After leaving the clinic, Bryan went to the bank, where he stood in line for approximately 20 minutes before reaching teller Jaque-line Kulehycki’s window. Kulchycki’s testimony is important. She testified that it was obvious to her that Bryan was not-feeling well: he was squinting, holding his head as if he had a severe headache, and was flushed and sweating. As she turned away from her station, Bryan collapsed to the floor and hit his head. Emergency medical personnel were called and they transported Bryan to Detroit Macomb Hospital for treatment. He was diagnosed with an intracerebral bleed on the left frontal lobe of his brain, a skull fracture and a subdural hematoma. Emergency room doctors never attempted to diagnose the cause of his fall, but rather assumed that all of his injuries resulted from the fall.

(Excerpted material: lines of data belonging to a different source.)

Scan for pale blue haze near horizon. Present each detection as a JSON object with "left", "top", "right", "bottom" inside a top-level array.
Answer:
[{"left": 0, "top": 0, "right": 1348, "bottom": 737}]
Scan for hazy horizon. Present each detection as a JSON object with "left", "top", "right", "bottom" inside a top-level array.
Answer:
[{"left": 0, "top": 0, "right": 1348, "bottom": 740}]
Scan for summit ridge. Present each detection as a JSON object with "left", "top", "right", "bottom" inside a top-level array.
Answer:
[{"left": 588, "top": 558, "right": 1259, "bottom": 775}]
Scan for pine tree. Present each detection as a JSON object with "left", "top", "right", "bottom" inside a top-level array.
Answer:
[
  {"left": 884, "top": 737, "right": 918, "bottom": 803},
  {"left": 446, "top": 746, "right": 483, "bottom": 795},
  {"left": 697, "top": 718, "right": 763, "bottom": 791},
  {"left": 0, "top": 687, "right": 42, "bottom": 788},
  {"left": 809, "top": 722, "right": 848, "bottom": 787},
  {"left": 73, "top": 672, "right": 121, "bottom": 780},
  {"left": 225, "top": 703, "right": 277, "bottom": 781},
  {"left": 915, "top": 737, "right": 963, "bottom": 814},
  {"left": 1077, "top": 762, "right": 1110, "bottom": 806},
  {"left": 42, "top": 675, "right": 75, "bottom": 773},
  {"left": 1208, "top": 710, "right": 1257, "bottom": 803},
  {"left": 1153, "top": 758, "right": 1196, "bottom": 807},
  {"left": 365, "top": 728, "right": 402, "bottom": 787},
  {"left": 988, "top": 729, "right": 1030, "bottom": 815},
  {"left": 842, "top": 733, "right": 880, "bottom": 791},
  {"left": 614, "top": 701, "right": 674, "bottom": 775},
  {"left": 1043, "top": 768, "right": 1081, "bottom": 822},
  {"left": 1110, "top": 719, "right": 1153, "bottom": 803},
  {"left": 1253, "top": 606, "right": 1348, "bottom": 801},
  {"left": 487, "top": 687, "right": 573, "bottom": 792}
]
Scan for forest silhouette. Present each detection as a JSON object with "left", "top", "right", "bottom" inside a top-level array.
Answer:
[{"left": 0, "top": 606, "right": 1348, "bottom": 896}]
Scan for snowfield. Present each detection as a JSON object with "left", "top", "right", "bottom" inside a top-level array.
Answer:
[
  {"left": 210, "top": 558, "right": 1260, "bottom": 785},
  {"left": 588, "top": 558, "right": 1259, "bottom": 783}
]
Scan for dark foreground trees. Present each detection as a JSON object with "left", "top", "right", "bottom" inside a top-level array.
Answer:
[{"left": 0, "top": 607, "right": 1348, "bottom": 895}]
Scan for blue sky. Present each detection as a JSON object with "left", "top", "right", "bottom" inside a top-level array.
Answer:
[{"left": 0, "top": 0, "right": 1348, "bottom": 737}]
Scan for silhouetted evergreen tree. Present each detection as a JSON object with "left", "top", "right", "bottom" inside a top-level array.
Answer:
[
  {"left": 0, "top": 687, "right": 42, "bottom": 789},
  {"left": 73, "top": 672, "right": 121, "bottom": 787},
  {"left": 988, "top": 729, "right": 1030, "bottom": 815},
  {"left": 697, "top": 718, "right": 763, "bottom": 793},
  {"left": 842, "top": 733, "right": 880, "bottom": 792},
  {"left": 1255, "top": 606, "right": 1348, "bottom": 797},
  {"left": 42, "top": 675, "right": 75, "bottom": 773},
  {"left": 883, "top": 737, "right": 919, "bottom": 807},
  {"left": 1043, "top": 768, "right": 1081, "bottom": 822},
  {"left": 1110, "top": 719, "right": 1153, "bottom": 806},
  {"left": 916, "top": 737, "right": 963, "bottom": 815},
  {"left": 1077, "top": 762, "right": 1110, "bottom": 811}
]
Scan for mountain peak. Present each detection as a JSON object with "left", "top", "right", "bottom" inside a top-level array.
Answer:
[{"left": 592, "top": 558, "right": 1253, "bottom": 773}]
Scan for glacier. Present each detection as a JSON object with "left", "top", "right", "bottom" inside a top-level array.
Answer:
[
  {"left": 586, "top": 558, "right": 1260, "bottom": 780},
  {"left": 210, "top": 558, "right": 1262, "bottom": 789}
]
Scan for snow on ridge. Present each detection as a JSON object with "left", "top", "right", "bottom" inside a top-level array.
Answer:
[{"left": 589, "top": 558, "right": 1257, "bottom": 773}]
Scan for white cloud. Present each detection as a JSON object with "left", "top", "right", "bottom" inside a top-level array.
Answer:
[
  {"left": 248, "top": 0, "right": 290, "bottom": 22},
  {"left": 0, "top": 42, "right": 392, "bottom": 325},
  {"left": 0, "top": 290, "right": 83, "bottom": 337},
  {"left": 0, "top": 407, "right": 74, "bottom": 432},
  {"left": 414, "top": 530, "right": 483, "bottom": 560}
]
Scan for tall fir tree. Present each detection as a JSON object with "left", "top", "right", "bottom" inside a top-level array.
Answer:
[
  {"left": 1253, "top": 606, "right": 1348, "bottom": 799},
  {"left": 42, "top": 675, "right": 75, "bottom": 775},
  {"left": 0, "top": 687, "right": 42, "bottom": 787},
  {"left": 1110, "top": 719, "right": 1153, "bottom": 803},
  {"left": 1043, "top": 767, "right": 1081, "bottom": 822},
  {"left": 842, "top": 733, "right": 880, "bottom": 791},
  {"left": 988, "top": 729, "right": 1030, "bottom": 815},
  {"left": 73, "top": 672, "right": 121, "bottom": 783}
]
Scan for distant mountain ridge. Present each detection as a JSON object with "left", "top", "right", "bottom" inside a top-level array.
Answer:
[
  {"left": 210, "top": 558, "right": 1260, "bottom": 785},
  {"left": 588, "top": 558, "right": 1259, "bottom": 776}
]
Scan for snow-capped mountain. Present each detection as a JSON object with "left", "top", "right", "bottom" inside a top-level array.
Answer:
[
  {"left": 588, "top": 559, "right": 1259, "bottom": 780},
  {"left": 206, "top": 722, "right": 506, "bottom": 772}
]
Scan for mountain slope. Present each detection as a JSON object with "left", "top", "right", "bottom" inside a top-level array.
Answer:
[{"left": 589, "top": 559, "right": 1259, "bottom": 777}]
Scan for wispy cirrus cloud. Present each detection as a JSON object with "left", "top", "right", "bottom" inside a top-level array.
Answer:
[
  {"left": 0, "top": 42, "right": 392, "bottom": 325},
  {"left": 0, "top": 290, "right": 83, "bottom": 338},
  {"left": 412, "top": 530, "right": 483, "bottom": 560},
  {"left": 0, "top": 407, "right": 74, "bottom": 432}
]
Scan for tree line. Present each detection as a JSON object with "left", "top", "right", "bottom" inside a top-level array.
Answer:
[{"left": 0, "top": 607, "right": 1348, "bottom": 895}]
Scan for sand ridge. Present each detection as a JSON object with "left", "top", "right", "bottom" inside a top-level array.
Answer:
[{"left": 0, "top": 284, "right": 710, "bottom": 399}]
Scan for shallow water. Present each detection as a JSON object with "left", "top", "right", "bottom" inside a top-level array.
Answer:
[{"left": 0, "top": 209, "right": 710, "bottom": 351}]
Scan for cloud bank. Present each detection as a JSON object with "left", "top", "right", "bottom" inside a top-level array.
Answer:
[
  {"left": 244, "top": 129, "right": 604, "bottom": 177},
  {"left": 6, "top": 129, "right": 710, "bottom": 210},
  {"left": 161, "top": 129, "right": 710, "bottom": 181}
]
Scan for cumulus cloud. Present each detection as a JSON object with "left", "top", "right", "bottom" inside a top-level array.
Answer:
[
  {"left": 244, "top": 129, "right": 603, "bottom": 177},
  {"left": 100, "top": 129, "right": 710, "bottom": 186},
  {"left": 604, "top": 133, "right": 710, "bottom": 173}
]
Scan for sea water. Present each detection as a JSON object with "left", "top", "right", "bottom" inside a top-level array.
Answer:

The plaintiffs filed this lawsuit asserting that the fall was caused by the intracranial bleed found on the left frontal lobe of [971]*971Bryan’s brain, and that this bleed had been caused by ingestion of Dexatrim. After extensive discovery, the defendant filed motions for summary judgment, arguing that the scientific literature did not support a conclusion that one capsule of Dexatrim could cause an acute hypertensive reaction, that there was no evidence that an intracra-nial bleed preceded the fall, and that there was no evidence that Dexatrim caused such a reaction in Bryan. The district court assumed in its opinion that the scientific evidence was sufficient to support the conclusion that one capsule of Dexatrim can cause an acute hypertensive reaction serious enough to induce intracranial bleeding. The district court held, however, that the opinion of Dr. Zaloga, plaintiffs medical expert, was merely consistent with the known facts and conditions of the case, but was not based on a logical sequence of cause and effect. On that basis, the court granted summary judgment in favor of the defendants.
II.
Our review of a district court’s grant of summary judgment is de novo. All facts must be viewed and inferences drawn in favor of the plaintiffs. Summary judgment is proper only if there is no genuine issue of material fact and the moving party is entitled to judgment as a matter of law. Fed.R.Civ.P. 56(c); Celotex Corp. v. Catrett, 477 U.S. 317, 106 S.Ct. 2548, 91 L.Ed.2d 265 (1986); Anderson v. Liberty Lobby, Inc., 477 U.S. 242, 106 S.Ct. 2505, 91 L.Ed.2d 202 (1986).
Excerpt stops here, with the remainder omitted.